At the same time, from the American perspective, there are already enough problems on the eastern side of the Atlantic Ocean without the need to implement spontaneous measures. The farther the euro falls, the better it certainly is for the redevelopment of European national budgets — but all the much worse for U.S. exports.

American products will simply become more expensive, which is not an ideal starting position to have when exporting products and trying to reduce the budget deficit. Economics Professor Melvyn Krauss of New York University says, “The question is how low Washington will allow the euro to fall before the currency markets intervene.”*

The U.S. government will certainly look to international cash flows should there still be more concerns about exports. On Thursday, a member of the board of the Federal Reserve warned that, “If [this is] the worst case, the financial markets will freeze up because of the euro debt crisis.”*

That is why Obama’s top adviser, Paul Volcker, a former Chairman of the Federal Reserve, sees a crucial test lying ahead for Europe. The continent is facing a long rocky path. Volcker warns: “This process will take years.”*

Germany’s Package of Financial Regulations

Bank Fee

The German Federal Government has already agreed to a bank fee. Accordingly, all institutions shall make an annual payment into a fund, from which banks will be able to obtain funds to cover any future imbalances.
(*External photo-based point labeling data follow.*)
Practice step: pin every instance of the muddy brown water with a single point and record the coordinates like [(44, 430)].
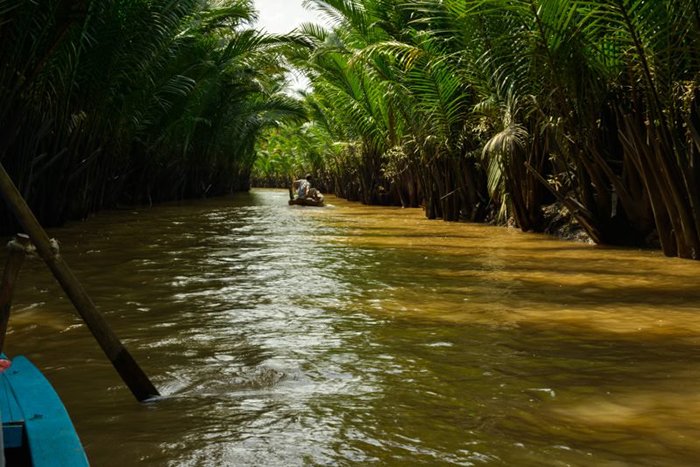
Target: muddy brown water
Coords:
[(355, 335)]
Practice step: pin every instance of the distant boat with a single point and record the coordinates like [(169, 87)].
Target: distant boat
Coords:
[(305, 202), (35, 425)]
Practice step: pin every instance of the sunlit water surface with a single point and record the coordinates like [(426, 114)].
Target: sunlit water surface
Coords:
[(355, 335)]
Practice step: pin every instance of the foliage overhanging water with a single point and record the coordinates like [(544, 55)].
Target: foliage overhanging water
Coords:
[(367, 335)]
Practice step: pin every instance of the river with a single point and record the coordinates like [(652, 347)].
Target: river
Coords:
[(356, 335)]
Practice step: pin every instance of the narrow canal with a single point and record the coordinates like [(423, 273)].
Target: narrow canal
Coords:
[(355, 335)]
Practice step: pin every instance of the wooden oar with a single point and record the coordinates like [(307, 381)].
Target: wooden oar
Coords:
[(123, 362), (9, 278)]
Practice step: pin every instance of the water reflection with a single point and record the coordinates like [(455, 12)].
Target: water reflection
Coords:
[(365, 335)]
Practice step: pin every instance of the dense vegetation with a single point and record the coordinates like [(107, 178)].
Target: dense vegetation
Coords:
[(485, 109), (132, 101)]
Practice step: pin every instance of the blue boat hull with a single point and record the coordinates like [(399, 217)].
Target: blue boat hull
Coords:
[(36, 425)]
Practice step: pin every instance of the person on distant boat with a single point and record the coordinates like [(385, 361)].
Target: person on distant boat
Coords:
[(302, 187)]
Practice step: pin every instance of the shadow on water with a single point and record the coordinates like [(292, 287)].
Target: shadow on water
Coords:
[(366, 335)]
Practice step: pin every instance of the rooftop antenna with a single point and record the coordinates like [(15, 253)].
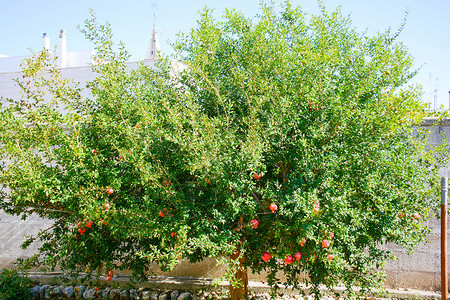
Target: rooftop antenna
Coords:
[(429, 108), (154, 47)]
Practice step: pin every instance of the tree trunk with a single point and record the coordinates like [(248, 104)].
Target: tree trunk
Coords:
[(240, 292)]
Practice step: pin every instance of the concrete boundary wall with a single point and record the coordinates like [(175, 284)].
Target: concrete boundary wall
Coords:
[(420, 270)]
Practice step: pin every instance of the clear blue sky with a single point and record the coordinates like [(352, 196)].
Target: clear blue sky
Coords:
[(427, 32)]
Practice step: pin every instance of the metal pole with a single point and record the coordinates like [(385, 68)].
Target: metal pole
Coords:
[(444, 275)]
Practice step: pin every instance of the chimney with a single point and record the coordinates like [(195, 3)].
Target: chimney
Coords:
[(46, 42), (62, 51)]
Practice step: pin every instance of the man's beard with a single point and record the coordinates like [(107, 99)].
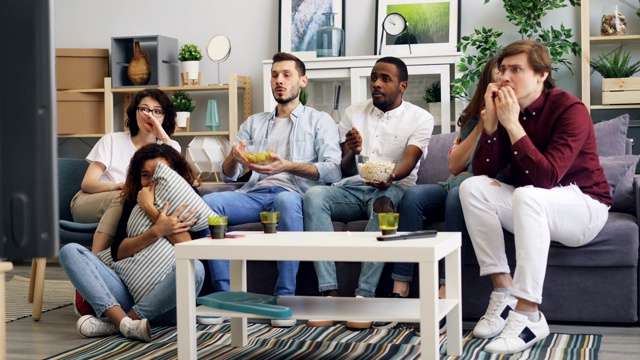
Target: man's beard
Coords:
[(287, 100)]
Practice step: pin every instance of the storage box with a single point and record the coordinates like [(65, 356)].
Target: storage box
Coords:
[(81, 68), (163, 54), (621, 91), (80, 113)]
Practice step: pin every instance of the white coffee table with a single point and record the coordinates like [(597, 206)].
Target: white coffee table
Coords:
[(335, 246)]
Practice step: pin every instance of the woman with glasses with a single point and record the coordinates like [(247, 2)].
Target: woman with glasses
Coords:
[(151, 119)]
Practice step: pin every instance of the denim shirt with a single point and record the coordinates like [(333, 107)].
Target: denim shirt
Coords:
[(314, 140)]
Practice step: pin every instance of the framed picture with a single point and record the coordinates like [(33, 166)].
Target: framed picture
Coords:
[(301, 19), (432, 27)]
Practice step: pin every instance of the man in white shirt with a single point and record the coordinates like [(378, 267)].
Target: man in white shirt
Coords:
[(385, 126)]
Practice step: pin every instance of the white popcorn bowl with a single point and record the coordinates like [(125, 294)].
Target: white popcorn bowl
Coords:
[(373, 168)]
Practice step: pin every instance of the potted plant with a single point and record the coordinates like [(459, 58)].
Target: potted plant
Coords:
[(432, 96), (184, 106), (527, 18), (616, 70), (190, 57)]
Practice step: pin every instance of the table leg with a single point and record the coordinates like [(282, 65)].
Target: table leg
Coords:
[(429, 335), (238, 282), (186, 308), (453, 266)]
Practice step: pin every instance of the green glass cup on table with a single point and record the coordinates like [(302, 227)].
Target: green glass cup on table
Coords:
[(218, 226), (270, 220), (388, 222)]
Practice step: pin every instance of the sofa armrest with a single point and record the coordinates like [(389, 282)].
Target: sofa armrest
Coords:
[(211, 188), (636, 191)]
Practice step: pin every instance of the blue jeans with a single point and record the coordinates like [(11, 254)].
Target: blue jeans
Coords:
[(103, 289), (244, 208), (430, 201), (345, 203)]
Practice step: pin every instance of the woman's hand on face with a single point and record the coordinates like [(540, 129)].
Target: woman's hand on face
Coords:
[(174, 223), (154, 126)]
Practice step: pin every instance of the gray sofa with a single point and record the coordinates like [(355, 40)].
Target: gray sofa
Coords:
[(595, 283)]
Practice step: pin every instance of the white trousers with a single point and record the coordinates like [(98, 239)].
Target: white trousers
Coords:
[(535, 216)]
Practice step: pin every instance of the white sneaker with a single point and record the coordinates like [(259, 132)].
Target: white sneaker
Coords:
[(283, 322), (519, 334), (91, 326), (136, 329), (493, 321), (211, 320), (359, 325)]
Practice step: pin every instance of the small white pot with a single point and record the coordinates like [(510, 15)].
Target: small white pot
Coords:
[(191, 68), (181, 118)]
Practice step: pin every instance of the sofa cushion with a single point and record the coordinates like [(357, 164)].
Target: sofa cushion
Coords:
[(611, 136), (435, 167), (619, 171)]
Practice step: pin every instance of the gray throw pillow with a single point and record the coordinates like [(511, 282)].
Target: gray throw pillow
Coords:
[(145, 269), (619, 171), (611, 136)]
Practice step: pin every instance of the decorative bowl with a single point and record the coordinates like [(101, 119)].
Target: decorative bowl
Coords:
[(258, 151), (372, 168)]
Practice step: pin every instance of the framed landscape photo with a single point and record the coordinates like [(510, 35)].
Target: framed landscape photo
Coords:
[(301, 19), (432, 27)]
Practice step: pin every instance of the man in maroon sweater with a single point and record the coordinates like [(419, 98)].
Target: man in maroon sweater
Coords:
[(545, 136)]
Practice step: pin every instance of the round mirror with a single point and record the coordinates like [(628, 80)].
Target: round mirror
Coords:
[(219, 48)]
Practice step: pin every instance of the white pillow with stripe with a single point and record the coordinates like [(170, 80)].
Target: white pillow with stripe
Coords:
[(145, 269)]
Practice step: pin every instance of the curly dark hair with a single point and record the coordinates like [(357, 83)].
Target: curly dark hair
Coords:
[(153, 151), (169, 123)]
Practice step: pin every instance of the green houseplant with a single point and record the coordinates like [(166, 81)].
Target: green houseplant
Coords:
[(190, 57), (189, 52), (616, 70), (617, 64), (182, 101), (526, 16), (432, 93), (184, 106)]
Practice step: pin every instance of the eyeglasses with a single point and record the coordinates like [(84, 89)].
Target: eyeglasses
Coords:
[(154, 112)]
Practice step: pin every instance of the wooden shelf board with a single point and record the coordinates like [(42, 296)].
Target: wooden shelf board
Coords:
[(615, 38), (82, 90), (176, 88), (80, 135), (199, 133)]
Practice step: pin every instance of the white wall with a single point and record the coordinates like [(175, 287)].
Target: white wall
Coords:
[(252, 26)]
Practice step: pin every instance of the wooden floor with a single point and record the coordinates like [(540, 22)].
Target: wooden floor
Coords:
[(55, 332)]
Annual receipts of approximately €1.2 billion are targeted. All institutions shall pay the fee.

The amount of the contribution shall be determined by the amount of risk the bank takes. However, this means that savings banks and credit unions will pay less than private banks. Nevertheless, these institutions are still not in favor of the bank fee. They are pleading for the financial transaction tax instead.

Financial Transaction Tax

A financial transaction tax (abbr. FTT) works in principle like a value added tax on banking transactions. The government levies a minimal tax on business dealings involving almost all financial products.

Tax rates of 0.01 to 0.5 percent are planned. The tax would generate between 12 and 36 billion euros for the German government depending on the tax rate and the assessment. In addition, this tax should slow and prevent events in financial markets from forming huge financial bubbles.

This tax has long been considered to be a “utopian tax” because it only has its biggest effect when all countries participate. However, this idea has had little past international support. But now, there appears to be an increasing number of proponents in Europe supporting this tax. In Germany, the Greens, the SPD, and the Left political parties are calling for the introduction of the transaction tax. Even the Chancellor has now come out in favor of this tax.

Financial Activity Tax

The most recent idea in the German discussion is the financial activity tax (FAT). It would be introduced by the International Monetary Fund (IMF) in Washington and would work in principle like a value added tax on the finance industry.

In practice, this tax would not be levied on businesses, but rather be a value calculated from bank profits and employee salaries.

Depending on how high the tax rate is set, it should prevent the accumulation of excessive profits. This tax should also compensate for the advantage the finance industry has had, unlike other industries, in being exempt from the value added tax.

However, it is uncertain whether the tax being introduced in Germany is constitutional because it is specifically directed at only one industry.

*Editor’s note: These quotations, accurately translated, could not be verified.